A unique postal history archive showcasing the Lake District’s rich heritage from the Edwardian era to the mid-20th century is coming up for auction.
From Sir Malcom Campbell’s Blue Bird K4 on Coniston Water and the Miss England II disaster on Lake Windermere to closed railway lines, defunct stations and tram depot, the transport section alone is a historical treasure trove.
The carefully catalogued collection of 4,500 postcards also includes records of day-to-day working practices from bygone Cumbria to evocative images of the Lake District.
They feature in Richard Winterton Auctioneers’ Stamps & Postal History Sale on Thursday, May 13, starting at 9.30am and broadcast online live from The Lichfield Auction Centre.
“It shines a light on how people lived their day-to-day lives,” said ephemera specialist Robert French.
“Working images include steelworks, blacksmiths, woodcutters, farming, quarrying, mining, weaving and fishing.

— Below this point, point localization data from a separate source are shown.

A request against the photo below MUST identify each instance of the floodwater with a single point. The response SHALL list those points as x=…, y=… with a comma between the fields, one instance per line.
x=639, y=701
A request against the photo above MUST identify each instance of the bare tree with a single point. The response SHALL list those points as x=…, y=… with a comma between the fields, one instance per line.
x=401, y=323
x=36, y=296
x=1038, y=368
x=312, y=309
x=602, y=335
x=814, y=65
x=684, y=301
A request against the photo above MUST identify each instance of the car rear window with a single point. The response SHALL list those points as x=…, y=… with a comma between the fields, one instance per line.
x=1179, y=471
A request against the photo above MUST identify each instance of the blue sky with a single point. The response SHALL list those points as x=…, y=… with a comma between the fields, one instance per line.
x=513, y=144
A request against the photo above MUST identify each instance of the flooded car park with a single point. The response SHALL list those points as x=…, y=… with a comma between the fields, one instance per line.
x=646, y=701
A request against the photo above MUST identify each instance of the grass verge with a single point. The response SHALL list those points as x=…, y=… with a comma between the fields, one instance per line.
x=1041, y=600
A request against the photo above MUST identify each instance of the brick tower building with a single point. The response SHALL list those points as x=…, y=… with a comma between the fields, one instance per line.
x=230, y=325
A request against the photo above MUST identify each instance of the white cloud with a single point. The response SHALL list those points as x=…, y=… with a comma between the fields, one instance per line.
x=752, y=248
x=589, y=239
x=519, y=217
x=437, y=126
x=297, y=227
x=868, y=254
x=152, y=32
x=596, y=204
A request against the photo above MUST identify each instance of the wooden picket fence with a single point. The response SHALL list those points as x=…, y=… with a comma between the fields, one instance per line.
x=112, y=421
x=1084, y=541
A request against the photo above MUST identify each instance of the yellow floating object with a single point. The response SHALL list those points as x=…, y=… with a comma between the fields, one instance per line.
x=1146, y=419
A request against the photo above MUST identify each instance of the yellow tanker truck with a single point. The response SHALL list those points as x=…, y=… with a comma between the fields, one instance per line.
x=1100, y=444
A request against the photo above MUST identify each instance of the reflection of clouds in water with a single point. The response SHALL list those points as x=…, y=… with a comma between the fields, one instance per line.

“There are postcards of harbours including ship launches, sanatoriums, schools, colleges, courts, police and the army.
“These sit alongside pictures of early tourism in the region.
“Rare and unusual examples from the Edwardian era and early 20th Century include rock climbing, skating on frozen lakes, swimming and beach games – in full Edwardian attire.”
Uppies and Downies and Appleby New Fair
There are several postcards of the Appleby New Fair, the ‘Uppies and Downies’ football match traditionally played in Workington at Easter, several fetes, pageants and shows including the Coronation Festival.
“It’s fascinating how these famous places looked a century ago,” said Mr French.
“Ambleside, Windemere, Grasmere, Scafell, Coniston, Derwentwater, Skiddaw, Ullswater, Helvellyn, Penrith, Keswick, Derwentwater and many more are all present, as are stately homes across the region and castles including Appleby, Brough, Kirkby Stephen (Pendragon), Penrith (Lowther), Dacre, Cockermouth and Piel.”
As well as Lakeland pleasure boats and ferries, water speed record attempts feature Sir Malcolm Campbell in the Blue Bird K4 on Coniston Water, August 19, 1939, and the ill-fated Miss England II disaster on Lake Windermere, on June 13 – Friday 13th – 1939 in which pilot Sir Henry Seagrave was killed.
There are also images of pre-WW1 biplanes, hydroplanes and two images of the Vickers’ Naval Airship Number One in Cavendish Dock at the Port of Barrow in September 1911.
“The airship was nicknamed ‘Mayfly’, in that ‘it may fly one day’,” said Mr French.
“It never did.”
Artillery soldier killed by lightning
Another rare card shows the military funeral of Gunner Newell 33rd RFA, an artillery soldier killed by lightning on June 11, 1912.
“The archive opens up a fascinating window on a part of the country we all know and love and reveals what life was really like there a century ago,” added Mr French.
“The entire collection is beautifully presented and in fantastic condition.”
Viewing for the sale is offered strictly by appointment only on Wednesday, May 12, between 9am and 4pm – telephone 01543 251081 to book.
The May 13 auction also includes some of the UK’s most coveted postage stamps, many with links to Cumbria.
An 1840 Twopenny Blue – the world’s second official postage stamp – on the original ‘wrapper’, is estimated to fetch £500.
The wrapper housed a letter posted to Hawkshead and bears an 1844 cancellation franking, suggesting that the original purchaser of the stamp kept it in a drawer unused for four years.
The original 2d blue was only printed between May and August 1840 and had long been replaced by an upgraded design by the time it was finally franked in 1844.
“When you have a rare stamp with the wrong postmark on an attractive wrapper complete with back-stamps and seal, all the elements really have come together to create a rare beastie indeed,” said philately specialist Phil Ives.
“It is part of a wonderful early GB collection with an emphasis on quality.”